New Girl Season 2: How the Fox Sitcom Captures Young Adulthood in a Post Friends World

Culture

Nominated for five Emmy Awards, a Golden Globe, a People’s Choice, an Art Director’s Guild Award, and winner of a TV Guide and Teen Choice award — all within its first year of being on the air — FOX’s New Girl has, needless to say, hit the ground running. But what is it that makes the show so successful?

Like another iconic TV show featuring a group of unlikely roommates living in big, brightly colored apartments (ahem, Friends), New Girl speaks to a targeted generation of up-and-comers looking to make it or break it in the big city, with only their roomie friendships to help them through. The difference is that today, that generation is older — and, I’d argue, more immature.

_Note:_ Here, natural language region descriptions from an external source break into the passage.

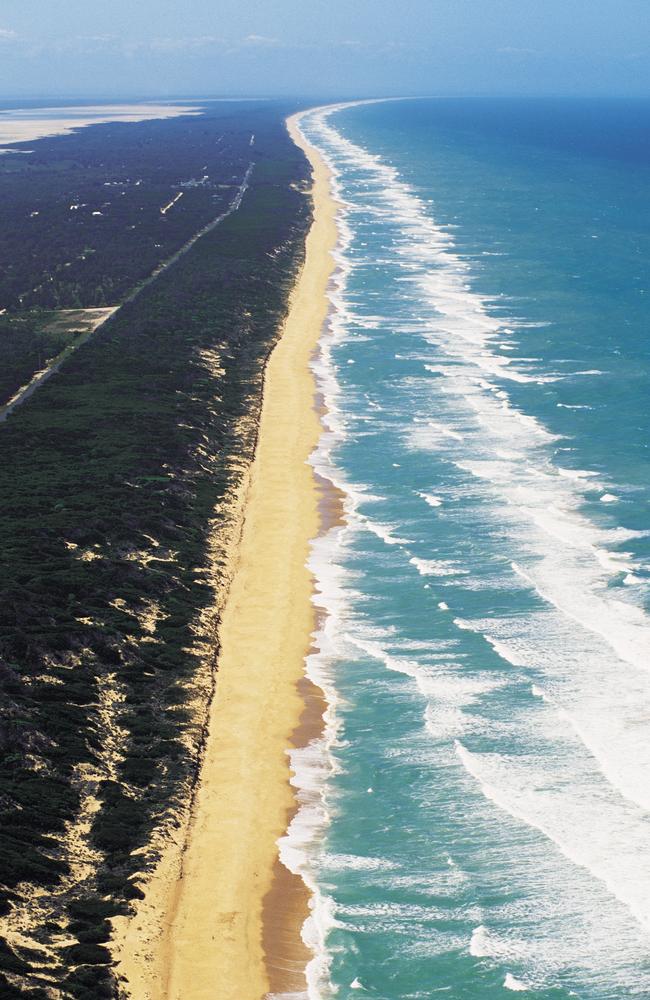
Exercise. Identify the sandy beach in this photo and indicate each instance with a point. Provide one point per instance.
(231, 930)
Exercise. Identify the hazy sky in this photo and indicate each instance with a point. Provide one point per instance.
(318, 48)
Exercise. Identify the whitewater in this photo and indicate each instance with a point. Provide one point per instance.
(475, 819)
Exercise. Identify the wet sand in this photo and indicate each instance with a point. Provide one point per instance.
(233, 913)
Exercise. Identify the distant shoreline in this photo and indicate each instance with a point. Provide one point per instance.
(20, 125)
(233, 927)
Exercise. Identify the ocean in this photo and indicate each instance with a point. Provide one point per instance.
(475, 820)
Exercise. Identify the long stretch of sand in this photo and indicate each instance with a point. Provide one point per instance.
(214, 942)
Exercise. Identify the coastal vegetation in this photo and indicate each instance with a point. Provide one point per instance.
(122, 476)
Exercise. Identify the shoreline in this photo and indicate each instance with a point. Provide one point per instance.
(230, 918)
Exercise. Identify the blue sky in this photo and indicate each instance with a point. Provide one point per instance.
(317, 48)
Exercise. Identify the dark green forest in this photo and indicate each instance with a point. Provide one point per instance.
(118, 491)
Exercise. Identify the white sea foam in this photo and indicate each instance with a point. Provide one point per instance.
(512, 983)
(588, 650)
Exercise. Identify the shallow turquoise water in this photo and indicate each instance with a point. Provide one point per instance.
(476, 821)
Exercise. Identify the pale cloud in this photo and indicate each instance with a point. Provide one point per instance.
(263, 41)
(512, 50)
(183, 44)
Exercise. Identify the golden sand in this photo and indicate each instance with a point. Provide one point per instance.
(232, 912)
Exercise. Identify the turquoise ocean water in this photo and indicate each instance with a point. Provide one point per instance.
(476, 819)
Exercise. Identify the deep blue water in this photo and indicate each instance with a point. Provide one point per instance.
(477, 821)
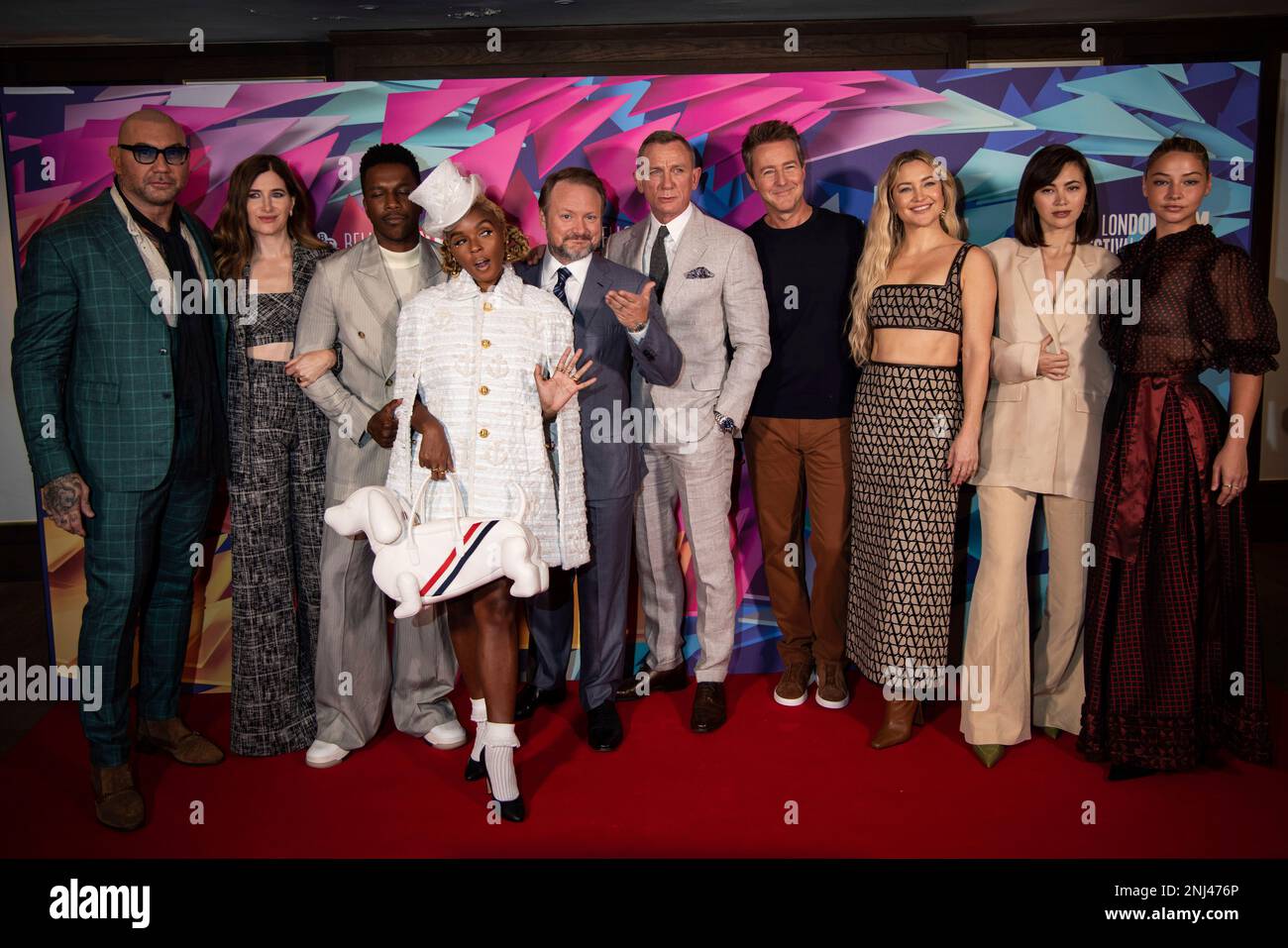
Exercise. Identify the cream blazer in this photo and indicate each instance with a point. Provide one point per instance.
(471, 359)
(1039, 434)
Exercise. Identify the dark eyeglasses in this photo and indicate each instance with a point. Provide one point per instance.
(147, 154)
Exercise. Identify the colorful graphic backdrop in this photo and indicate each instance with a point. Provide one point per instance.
(984, 124)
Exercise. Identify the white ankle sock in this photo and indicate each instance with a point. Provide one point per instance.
(478, 715)
(501, 742)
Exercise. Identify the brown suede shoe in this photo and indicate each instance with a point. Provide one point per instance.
(180, 742)
(116, 802)
(794, 685)
(831, 685)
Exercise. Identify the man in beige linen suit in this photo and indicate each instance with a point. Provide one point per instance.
(1041, 437)
(355, 299)
(707, 279)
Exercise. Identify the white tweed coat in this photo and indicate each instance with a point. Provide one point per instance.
(471, 357)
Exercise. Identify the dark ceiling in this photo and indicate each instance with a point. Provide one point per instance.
(77, 22)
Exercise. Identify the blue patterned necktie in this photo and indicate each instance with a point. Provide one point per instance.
(561, 279)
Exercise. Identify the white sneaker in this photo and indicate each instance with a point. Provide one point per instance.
(447, 736)
(325, 754)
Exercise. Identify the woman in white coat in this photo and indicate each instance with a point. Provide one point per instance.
(1039, 440)
(488, 384)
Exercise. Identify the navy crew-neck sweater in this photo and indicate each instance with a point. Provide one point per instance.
(807, 272)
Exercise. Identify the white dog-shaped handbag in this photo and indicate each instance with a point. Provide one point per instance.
(421, 563)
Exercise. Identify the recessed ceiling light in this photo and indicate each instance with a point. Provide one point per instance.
(473, 12)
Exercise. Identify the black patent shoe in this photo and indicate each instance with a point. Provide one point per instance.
(476, 769)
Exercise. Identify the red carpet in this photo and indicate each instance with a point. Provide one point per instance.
(666, 792)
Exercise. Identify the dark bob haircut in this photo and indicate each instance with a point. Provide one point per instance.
(1043, 167)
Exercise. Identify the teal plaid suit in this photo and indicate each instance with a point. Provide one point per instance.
(95, 394)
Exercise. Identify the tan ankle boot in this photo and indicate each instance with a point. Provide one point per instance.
(897, 724)
(175, 738)
(116, 802)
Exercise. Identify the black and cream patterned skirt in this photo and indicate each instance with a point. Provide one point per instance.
(903, 515)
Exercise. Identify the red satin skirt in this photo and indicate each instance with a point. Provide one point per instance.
(1171, 636)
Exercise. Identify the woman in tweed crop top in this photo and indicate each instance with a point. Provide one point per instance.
(922, 344)
(277, 469)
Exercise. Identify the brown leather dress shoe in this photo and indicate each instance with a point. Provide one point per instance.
(671, 681)
(116, 802)
(179, 741)
(708, 708)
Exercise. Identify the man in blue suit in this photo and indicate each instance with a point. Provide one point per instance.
(618, 325)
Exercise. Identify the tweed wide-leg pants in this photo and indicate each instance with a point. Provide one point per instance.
(275, 491)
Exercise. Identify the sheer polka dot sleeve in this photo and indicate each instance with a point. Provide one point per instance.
(1235, 321)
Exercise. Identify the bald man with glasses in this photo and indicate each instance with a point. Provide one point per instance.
(120, 382)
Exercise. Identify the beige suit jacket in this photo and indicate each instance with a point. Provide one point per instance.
(1039, 434)
(353, 300)
(713, 291)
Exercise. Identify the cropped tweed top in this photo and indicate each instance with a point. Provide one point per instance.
(921, 305)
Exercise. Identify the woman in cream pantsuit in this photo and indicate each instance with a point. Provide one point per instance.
(1039, 438)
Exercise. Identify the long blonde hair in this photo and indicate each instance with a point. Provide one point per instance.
(884, 240)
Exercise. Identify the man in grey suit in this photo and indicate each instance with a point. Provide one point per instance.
(618, 324)
(712, 296)
(353, 300)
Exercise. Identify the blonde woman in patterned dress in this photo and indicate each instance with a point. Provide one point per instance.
(484, 365)
(921, 339)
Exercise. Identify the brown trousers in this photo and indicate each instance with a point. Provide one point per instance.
(794, 462)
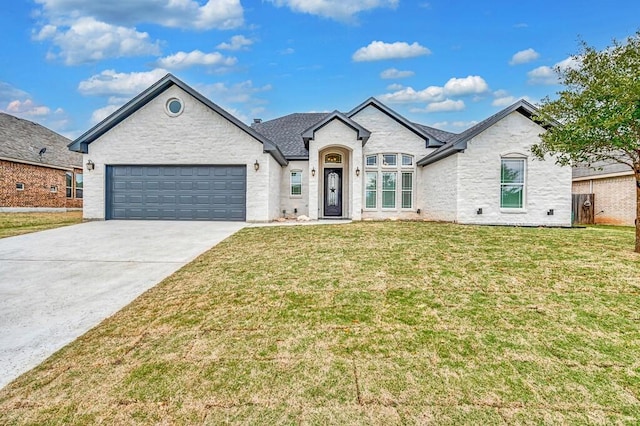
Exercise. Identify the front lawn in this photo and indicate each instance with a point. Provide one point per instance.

Created by Liz Meriweather, the gal behind the film No Strings Attached, New Girl centers around a group of four roommates in Los Angeles: Jess, the only female roommate (played by Zooey Deschanel); and three longtime friends — Nick (Jake Johnson), Schmidt (Max Greenfield) and Winston (Lamorne Morris). The premise is simple: A quirky young woman (as noted by her blunt bangs and penchant for polka dots) breaks up with her longtime boyfriend and finds herself in need of a new apartment. So she moves in last-minute with the ragtag group of guys (all equally as quirky, but sans bangs and dots). Awkward moments accrue. Hilarity ensues.

While the characters and setting are different, the show’s premise is nonetheless based on a familiar principle. Isn’t there another show that features young roommates forming lasting friendships while navigating the ups and downs of the real world? Another show that boasts a female lead who has broken off a major relationship at the very start of the first season? That features a relentless “will they or won’t they” romantic relationship? Both Friends and New Girl even feature unique, recognizable and earworm-esque theme songs. Sure, there have been other TV shows that center around roommates and their antics (How I Met Your Mother, Big Bang Theory and Seinfeld come to mind), but none specifically capture the hopes, dreams and high-fiving, "I'll be there for you!" camaraderie of the youth generation that Friends did. The question that lingers is, is New Girl just a Friends clone?

Maybe. But if so, it’s Friends for the new millennium.

There are two distinct differences between the two series. First of all, the characters on New Girl are noticeably a bit older (late twenties and early thirties) than the gang was in the first few seasons on Friends. Second, when New Girl first began, the characters had already dabbled in, or established themselves in, the working world: Jess was an elementary school teacher, Nick was a law-school-dropout-turned-bartender, Winston was a professional basketball player, and Schmidt had a semi-successful job in corporate America. By the time the second season rolls around, however, three of the characters find themselves in transition: Jess is laid off as a teacher, Nick is still ambivalently bartending and Winston is grappling with what to do post-professional sports career (he babysits for a while, then finds himself working at a radio station). All of the characters deal with relationship drama and can’t seem to make one work. 

While the characters on Friends dealt with similar issues — career and relationship issues — they didn’t go through a communal “finding oneself” stage at the age of 30. In fact, this focus on unemployment and “finding one’s passion” in one’s thirties — i.e., later in life than previous generations did — is a sign of the times: It’s less likely that college graduates today will remain working in the same field, let alone at the same company, that they start in. And today there’s less of a drive to kickstart a career immediately (for the purpose, one might argue, of providing for an eventual family), and more of an emphasis on self-fulfillment. I’d even argue that the antics of Jess, whose childlike personality comes complete with wide eyes and a penchant for elementary schoolers, is meant to embody the current trend of twenty- and thirty-somethings staying “kids” longer.

New Girl is reminiscent of Friends in many ways, and young viewers relate to the show just as they did to Friends because it underlines the major life issues that we young adults are dealing with. It’s just that today, these themes of young adulthood are slightly different.